- Chinese: 姜味关系
- Directed by: Teddy Chin
- Starring: Wilson Lee; Qasrina Karim; Harith Iskander; Erra Fazira; Chew Kin Wah; Ong Ai Leng; Teddy Chin;
- Production company: 555 Film
- Distributed by: GSC Movies
- Release date: February 3, 2022;
- Running time: 102 minutes
- Country: Malaysia
- Languages: Cantonese Malay Mandarin English

= Kongsi Raya (film) =

2022 Malaysian comedy-drama film

Kongsi Raya (姜味关系) is a 2022 Malaysian Malay-language comedy-drama film directed by Teddy Chin. It tells the story of a Chinese chef who is in love with a Malay TV producer, but their relationship faces objections from both of their long-feuding chef fathers. Things gets out of hand when the fathers decide to rival in a live TV cooking competition showdown.

It is released on 3 February 2022 in Malaysian cinemas. The film stars Wilson Lee, Qasrina Karim, Harith Iskander, Erra Fazira, Chew Kin Wah, Ong Ai Leng and Teddy Chin.
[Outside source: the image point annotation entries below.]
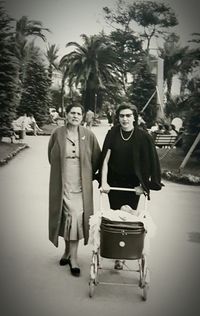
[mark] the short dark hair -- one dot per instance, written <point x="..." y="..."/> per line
<point x="75" y="105"/>
<point x="125" y="106"/>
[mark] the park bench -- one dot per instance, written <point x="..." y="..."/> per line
<point x="164" y="140"/>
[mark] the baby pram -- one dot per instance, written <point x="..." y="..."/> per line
<point x="123" y="240"/>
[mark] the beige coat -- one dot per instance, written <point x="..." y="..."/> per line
<point x="89" y="162"/>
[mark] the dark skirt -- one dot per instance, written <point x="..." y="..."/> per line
<point x="119" y="198"/>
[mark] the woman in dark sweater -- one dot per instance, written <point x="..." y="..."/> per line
<point x="129" y="160"/>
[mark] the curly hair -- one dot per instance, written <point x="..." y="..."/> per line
<point x="125" y="106"/>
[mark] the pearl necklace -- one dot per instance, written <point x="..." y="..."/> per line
<point x="125" y="139"/>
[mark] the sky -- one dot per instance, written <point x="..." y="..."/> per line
<point x="68" y="19"/>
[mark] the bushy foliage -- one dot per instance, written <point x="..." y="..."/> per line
<point x="192" y="119"/>
<point x="141" y="90"/>
<point x="8" y="74"/>
<point x="35" y="97"/>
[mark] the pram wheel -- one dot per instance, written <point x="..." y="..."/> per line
<point x="91" y="288"/>
<point x="93" y="273"/>
<point x="144" y="277"/>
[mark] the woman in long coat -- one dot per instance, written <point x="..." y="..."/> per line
<point x="73" y="153"/>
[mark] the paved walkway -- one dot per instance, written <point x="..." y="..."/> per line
<point x="31" y="281"/>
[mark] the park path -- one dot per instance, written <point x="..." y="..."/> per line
<point x="32" y="283"/>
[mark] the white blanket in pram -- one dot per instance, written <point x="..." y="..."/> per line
<point x="121" y="216"/>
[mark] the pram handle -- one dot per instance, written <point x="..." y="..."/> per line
<point x="123" y="189"/>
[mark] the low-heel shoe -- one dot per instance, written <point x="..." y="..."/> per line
<point x="74" y="271"/>
<point x="64" y="261"/>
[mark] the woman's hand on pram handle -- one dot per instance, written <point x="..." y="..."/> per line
<point x="139" y="190"/>
<point x="105" y="188"/>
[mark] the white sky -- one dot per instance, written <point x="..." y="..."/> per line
<point x="68" y="19"/>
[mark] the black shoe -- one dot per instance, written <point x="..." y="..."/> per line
<point x="64" y="261"/>
<point x="118" y="265"/>
<point x="74" y="271"/>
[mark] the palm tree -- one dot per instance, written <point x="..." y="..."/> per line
<point x="173" y="55"/>
<point x="91" y="66"/>
<point x="25" y="29"/>
<point x="51" y="55"/>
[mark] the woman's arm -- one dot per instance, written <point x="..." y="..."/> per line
<point x="104" y="184"/>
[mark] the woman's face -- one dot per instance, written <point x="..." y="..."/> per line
<point x="75" y="116"/>
<point x="126" y="119"/>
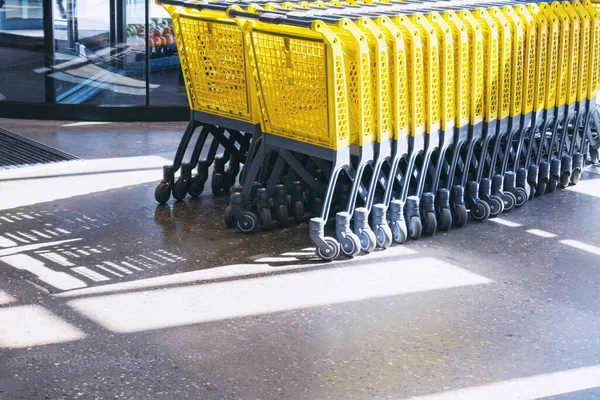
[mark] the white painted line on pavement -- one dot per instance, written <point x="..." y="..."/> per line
<point x="4" y="242"/>
<point x="582" y="246"/>
<point x="169" y="307"/>
<point x="6" y="298"/>
<point x="505" y="222"/>
<point x="529" y="388"/>
<point x="541" y="233"/>
<point x="36" y="246"/>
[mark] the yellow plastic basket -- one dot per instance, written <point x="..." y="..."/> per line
<point x="214" y="63"/>
<point x="311" y="81"/>
<point x="416" y="74"/>
<point x="447" y="69"/>
<point x="551" y="62"/>
<point x="491" y="63"/>
<point x="563" y="54"/>
<point x="518" y="60"/>
<point x="398" y="82"/>
<point x="476" y="55"/>
<point x="462" y="64"/>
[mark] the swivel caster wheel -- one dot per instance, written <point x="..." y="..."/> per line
<point x="196" y="187"/>
<point x="552" y="184"/>
<point x="228" y="217"/>
<point x="521" y="196"/>
<point x="460" y="216"/>
<point x="542" y="187"/>
<point x="576" y="176"/>
<point x="429" y="223"/>
<point x="351" y="245"/>
<point x="415" y="229"/>
<point x="281" y="214"/>
<point x="179" y="190"/>
<point x="510" y="201"/>
<point x="162" y="193"/>
<point x="317" y="205"/>
<point x="496" y="206"/>
<point x="298" y="211"/>
<point x="264" y="219"/>
<point x="445" y="219"/>
<point x="368" y="241"/>
<point x="384" y="236"/>
<point x="217" y="184"/>
<point x="331" y="252"/>
<point x="565" y="178"/>
<point x="249" y="223"/>
<point x="399" y="232"/>
<point x="481" y="211"/>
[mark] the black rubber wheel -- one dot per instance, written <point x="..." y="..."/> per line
<point x="298" y="210"/>
<point x="384" y="236"/>
<point x="521" y="196"/>
<point x="552" y="184"/>
<point x="216" y="184"/>
<point x="565" y="178"/>
<point x="542" y="187"/>
<point x="281" y="214"/>
<point x="575" y="176"/>
<point x="415" y="229"/>
<point x="331" y="252"/>
<point x="196" y="187"/>
<point x="351" y="245"/>
<point x="249" y="224"/>
<point x="162" y="193"/>
<point x="429" y="223"/>
<point x="510" y="201"/>
<point x="179" y="190"/>
<point x="399" y="232"/>
<point x="460" y="216"/>
<point x="496" y="206"/>
<point x="228" y="217"/>
<point x="481" y="211"/>
<point x="444" y="219"/>
<point x="317" y="205"/>
<point x="265" y="220"/>
<point x="368" y="240"/>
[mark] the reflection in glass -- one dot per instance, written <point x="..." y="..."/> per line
<point x="87" y="52"/>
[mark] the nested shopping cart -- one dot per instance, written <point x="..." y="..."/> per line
<point x="399" y="116"/>
<point x="224" y="113"/>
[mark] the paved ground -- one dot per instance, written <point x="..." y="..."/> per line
<point x="104" y="295"/>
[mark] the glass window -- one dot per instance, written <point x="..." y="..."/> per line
<point x="92" y="52"/>
<point x="166" y="80"/>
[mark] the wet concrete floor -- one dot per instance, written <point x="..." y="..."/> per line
<point x="105" y="295"/>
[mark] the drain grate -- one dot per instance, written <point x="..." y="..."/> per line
<point x="17" y="151"/>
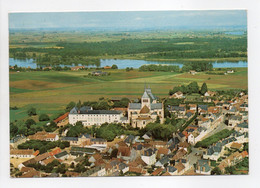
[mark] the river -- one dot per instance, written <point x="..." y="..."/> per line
<point x="123" y="63"/>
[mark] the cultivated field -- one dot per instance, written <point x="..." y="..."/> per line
<point x="50" y="92"/>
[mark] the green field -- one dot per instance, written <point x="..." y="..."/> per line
<point x="49" y="92"/>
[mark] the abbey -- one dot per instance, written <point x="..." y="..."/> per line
<point x="140" y="114"/>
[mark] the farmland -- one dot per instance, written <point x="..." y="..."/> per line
<point x="51" y="91"/>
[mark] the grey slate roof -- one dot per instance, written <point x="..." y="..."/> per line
<point x="61" y="154"/>
<point x="136" y="106"/>
<point x="81" y="150"/>
<point x="176" y="108"/>
<point x="243" y="125"/>
<point x="145" y="95"/>
<point x="17" y="138"/>
<point x="204" y="163"/>
<point x="129" y="139"/>
<point x="203" y="107"/>
<point x="156" y="106"/>
<point x="164" y="160"/>
<point x="171" y="169"/>
<point x="86" y="135"/>
<point x="87" y="110"/>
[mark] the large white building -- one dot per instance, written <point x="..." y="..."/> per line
<point x="90" y="117"/>
<point x="140" y="114"/>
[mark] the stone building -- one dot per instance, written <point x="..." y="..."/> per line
<point x="140" y="114"/>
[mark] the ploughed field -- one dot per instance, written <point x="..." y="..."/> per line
<point x="50" y="91"/>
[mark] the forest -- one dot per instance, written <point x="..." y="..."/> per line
<point x="177" y="48"/>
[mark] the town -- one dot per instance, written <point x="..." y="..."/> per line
<point x="193" y="131"/>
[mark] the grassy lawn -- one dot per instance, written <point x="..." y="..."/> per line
<point x="49" y="92"/>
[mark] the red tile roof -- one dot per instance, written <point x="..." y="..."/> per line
<point x="55" y="151"/>
<point x="61" y="117"/>
<point x="157" y="171"/>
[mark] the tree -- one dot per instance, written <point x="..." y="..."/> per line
<point x="29" y="122"/>
<point x="157" y="119"/>
<point x="114" y="153"/>
<point x="204" y="88"/>
<point x="44" y="117"/>
<point x="31" y="112"/>
<point x="193" y="87"/>
<point x="72" y="165"/>
<point x="216" y="171"/>
<point x="114" y="66"/>
<point x="70" y="106"/>
<point x="13" y="129"/>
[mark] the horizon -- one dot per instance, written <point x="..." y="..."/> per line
<point x="131" y="20"/>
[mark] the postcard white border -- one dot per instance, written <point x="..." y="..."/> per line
<point x="253" y="7"/>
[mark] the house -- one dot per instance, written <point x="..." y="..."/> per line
<point x="192" y="107"/>
<point x="149" y="156"/>
<point x="242" y="127"/>
<point x="17" y="140"/>
<point x="23" y="153"/>
<point x="47" y="161"/>
<point x="180" y="154"/>
<point x="62" y="120"/>
<point x="62" y="155"/>
<point x="99" y="73"/>
<point x="95" y="158"/>
<point x="107" y="67"/>
<point x="185" y="162"/>
<point x="42" y="135"/>
<point x="179" y="111"/>
<point x="42" y="157"/>
<point x="147" y="136"/>
<point x="192" y="72"/>
<point x="210" y="94"/>
<point x="177" y="95"/>
<point x="171" y="170"/>
<point x="76" y="68"/>
<point x="232" y="160"/>
<point x="72" y="174"/>
<point x="214" y="152"/>
<point x="162" y="151"/>
<point x="123" y="167"/>
<point x="72" y="140"/>
<point x="237" y="146"/>
<point x="157" y="172"/>
<point x="96" y="171"/>
<point x="184" y="146"/>
<point x="244" y="107"/>
<point x="230" y="71"/>
<point x="140" y="114"/>
<point x="203" y="167"/>
<point x="124" y="153"/>
<point x="90" y="117"/>
<point x="234" y="120"/>
<point x="55" y="151"/>
<point x="32" y="173"/>
<point x="26" y="163"/>
<point x="180" y="168"/>
<point x="202" y="109"/>
<point x="162" y="161"/>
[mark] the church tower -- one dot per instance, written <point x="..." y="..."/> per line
<point x="145" y="100"/>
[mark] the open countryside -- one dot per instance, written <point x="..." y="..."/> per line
<point x="132" y="100"/>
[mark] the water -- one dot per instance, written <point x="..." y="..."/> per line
<point x="235" y="32"/>
<point x="123" y="63"/>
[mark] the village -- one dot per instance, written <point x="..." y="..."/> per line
<point x="211" y="140"/>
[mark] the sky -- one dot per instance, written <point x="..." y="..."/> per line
<point x="130" y="20"/>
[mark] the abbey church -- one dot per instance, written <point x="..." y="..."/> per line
<point x="140" y="114"/>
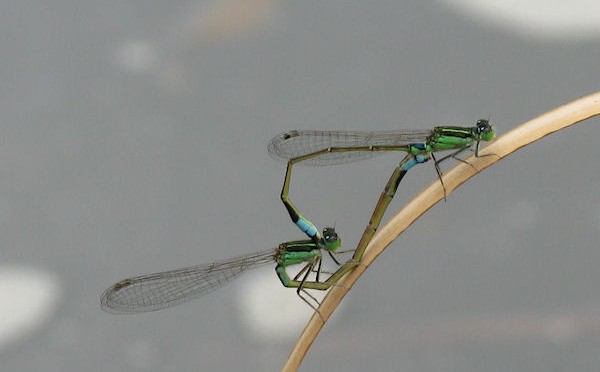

It is one of the five 2022 Malaysian and Singaporean Chinese New Year films, including Nasi Lemak 1.0 and Small Town Heroes (Malaysia), Ah Girls Go Army and Reunion Dinner (Singapore).

== Synopsis ==
The film tells the story of a young couple, Jack, a Chinese man and Sharifah, a Malay woman. Jack is a chef and manager of a restaurant owned by his father, who is a big chef. Sharifah is a TV programme producer for her father, Rahim, who is also a famous celebrity chef.

When they introduce themselves to their parents, both mothers approve them but both their fathers are shocked and opposed. Things became worse for both families when both chef dads challenge each other in all-out cooking competition that will go live on TV. Jack and Sharifah must find a solution before it gets out of hand. Can they mend and persuade their fathers to come in terms?

== Cast ==
- Wilson Lee as Jack / Siti
- Qasrina Karim as Sharifah
- Harith Iskander as Rahim
- Erra Fazira as Sarah
- Chew Kin Wah as Long Feng
- Ong Ai Leng as Zhen Jie
- Teddy Chin as Xiao Long
- Kyzer Tou as Khalil
- Amerul Affendi as Aziz

== Release ==
The film is directed by Teddy Chin. The title term Kongsi Raya refers to the years when the dates of Chinese New Year and Hari Raya Aidilfitri take place in the same period of time. This happens every 33 years due to Islamic calendar shifts. From 1996 to 1998, Chinese New Year and Hari Raya used to fall on the same week. This situation will repeat between 2029 and 2031. This term was coined and used in Malaysia and Singapore to commemorate the celebration of two festivals together.